Ce jeune homme portait les insignes de capitaine et commandait la troupe qu'il précédait; il avait environ vingt-cinq ans. Tout en galopant, il jouait avec une désinvolture charmante avec son cheval, magnifique spécimen des coursiers indomptés de la pampa, auquel, tout en lui parlant et en le flattant d'une main de femme, délicate et nerveuse, il se plaisait à faire exécuter des courbettes, des sauts de côté et des changements de pieds qui parfois, amenaient un froncement de sourcil et une grimace de mauvaise humeur sur le visage cuivré et balafré d'un vieux sergent maigre et efflanqué, qui galopait en serre-file à la droite de la compagnie.

Cependant, la distance diminuait rapidement entre les deux troupes, dont les voyageurs se trouvaient être pour ainsi dire le centre commun.

Ceux-ci, sans se dire un mot, mais comme d'un commun accord, s'étaient mis en selle, et au milieu du chemin, ils attendaient, calmes et dignes, mais la main sur leurs armes, et intérieurement sans doute fort inquiets, bien qu'ils ne voulussent pas le paraître.
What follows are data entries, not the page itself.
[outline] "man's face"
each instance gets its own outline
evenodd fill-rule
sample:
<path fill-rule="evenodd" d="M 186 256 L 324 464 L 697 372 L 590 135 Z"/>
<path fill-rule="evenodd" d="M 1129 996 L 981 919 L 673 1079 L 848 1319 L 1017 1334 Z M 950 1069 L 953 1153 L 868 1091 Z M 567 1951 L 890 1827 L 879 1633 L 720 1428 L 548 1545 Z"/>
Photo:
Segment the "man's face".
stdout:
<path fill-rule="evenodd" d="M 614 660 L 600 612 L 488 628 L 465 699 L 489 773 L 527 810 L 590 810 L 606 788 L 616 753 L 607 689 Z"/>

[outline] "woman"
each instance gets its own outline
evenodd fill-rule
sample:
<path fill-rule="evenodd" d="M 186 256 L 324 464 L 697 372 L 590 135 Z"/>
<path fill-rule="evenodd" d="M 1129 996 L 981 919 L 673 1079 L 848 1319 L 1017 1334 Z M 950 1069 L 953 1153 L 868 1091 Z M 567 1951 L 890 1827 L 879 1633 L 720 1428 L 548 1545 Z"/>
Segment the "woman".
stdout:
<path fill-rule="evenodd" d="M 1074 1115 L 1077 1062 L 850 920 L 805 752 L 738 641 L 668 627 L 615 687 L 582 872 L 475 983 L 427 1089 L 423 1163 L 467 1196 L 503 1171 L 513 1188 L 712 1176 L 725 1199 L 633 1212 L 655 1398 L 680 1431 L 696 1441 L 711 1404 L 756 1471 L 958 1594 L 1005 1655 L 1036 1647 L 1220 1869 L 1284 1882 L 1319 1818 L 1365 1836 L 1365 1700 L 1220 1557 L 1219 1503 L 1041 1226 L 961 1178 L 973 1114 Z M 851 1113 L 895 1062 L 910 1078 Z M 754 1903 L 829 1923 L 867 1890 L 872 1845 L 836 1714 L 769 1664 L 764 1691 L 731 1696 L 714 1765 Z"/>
La seconde troupe, dont nous n'avons pas encore parlé, se composait d'une trentaine de cavaliers au plus, portant tous le costume caractéristique et pittoresque des gauchos de la pampa; ils conduisaient au milieu d'eux une dizaine de mules chargées de bagages.

Arrivée à une quinzaine de pas des voyageurs, les deux troupes firent halte, semblant se mesurer de l'œil et se préparer mutuellement au combat.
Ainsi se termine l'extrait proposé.